The Pilgrims, who celebrated the first thanksgiving in America, were fleeing religious prosecution (政治迫害) in their native England. In 1609 a group of Pilgrims (英国清教徒) left England for the religious freedom in Holland where they lived and prospered. After a few years,they found the Dutch frivolous (肤浅的,无聊的) and their ideas a threat to their children's education and morality. So they decided to leave Holland and travel to the New World. It was agreed that the Pilgrims would be given passage and supplies in exchange for their working for their backers for 7 years. On Sept. 6, 1620 the Pilgrims set sail for the New World on a ship called the Mayflower.

The dangerous trip was cold and damp, took 65 days, during which many passengers became sick and one person died by the time land was sighted on November 10th.

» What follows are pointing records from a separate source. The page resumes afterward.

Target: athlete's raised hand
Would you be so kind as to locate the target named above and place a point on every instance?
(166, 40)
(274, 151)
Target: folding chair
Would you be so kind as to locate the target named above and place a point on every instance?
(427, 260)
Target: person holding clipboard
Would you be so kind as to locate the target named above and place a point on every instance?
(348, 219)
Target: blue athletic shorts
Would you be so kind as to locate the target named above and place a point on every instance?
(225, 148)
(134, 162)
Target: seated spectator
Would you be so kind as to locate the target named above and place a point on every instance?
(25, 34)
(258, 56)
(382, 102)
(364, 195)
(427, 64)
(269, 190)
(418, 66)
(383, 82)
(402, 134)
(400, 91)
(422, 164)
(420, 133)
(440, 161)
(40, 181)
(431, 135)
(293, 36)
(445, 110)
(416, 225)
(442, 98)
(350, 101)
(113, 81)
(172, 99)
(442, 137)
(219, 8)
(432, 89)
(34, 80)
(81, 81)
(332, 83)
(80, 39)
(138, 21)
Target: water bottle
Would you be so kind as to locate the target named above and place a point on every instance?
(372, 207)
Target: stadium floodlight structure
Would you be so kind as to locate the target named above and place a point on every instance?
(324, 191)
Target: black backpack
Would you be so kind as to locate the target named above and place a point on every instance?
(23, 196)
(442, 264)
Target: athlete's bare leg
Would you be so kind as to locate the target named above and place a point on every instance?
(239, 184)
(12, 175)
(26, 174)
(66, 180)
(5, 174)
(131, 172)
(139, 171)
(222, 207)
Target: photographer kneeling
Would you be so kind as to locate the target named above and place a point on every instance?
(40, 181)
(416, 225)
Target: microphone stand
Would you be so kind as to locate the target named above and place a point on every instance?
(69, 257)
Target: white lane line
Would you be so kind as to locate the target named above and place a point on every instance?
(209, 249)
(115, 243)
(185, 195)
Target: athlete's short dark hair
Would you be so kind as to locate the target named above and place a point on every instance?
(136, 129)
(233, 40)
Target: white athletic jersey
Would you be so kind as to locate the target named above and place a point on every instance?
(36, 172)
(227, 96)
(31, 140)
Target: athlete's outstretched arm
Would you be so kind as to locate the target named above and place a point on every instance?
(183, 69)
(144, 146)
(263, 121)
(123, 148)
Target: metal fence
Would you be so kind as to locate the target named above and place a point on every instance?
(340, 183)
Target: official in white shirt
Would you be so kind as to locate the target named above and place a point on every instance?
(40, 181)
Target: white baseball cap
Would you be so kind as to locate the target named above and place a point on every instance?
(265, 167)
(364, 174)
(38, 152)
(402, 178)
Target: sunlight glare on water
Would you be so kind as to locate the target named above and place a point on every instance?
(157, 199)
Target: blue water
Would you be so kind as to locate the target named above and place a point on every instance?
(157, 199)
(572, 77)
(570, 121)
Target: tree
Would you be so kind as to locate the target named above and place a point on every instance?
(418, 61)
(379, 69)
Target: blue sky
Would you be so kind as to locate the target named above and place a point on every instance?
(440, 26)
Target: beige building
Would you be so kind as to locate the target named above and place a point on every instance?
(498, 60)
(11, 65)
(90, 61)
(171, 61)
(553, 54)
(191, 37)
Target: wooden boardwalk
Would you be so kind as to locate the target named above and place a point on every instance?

They finally settled in Plymouth which offered an excellent harbor and they found the local Native American Indians a peaceful group.

With generous help of the native Indians, the survivors embraced their first harvest after their bitter struggle with the first harsh winter in Plymouth. Since the Pilgrims had much to celebrate, they had built homes in the wilderness, they had raised enough crops to keep them alive during the long coming winter.

The Pilgrim Governor William Bradford proclaimed a day of thanksgiving to be shared by all the colonists and the neighboring Native Americans.

However, the 3rd year brought a spring and summer that was hot and dry with the crops dying in the fields. Governor Bradford ordered a day of fasting and prayer, and it was soon thereafter that the rain came. To celebrate - November 29th of that year was proclaimed a day of thanksgiving. This date is believed to be the real true beginning of the present day Thanksgiving Day.

The custom of an annually celebrated thanksgiving, held after the harvest, continued through the years.In 1863 President Abraham Lincoln appointed a national day of thanksgiving. Since then each president has issued a Thanksgiving Day proclamation, usually designating the fourth Thursday of each November as the holiday.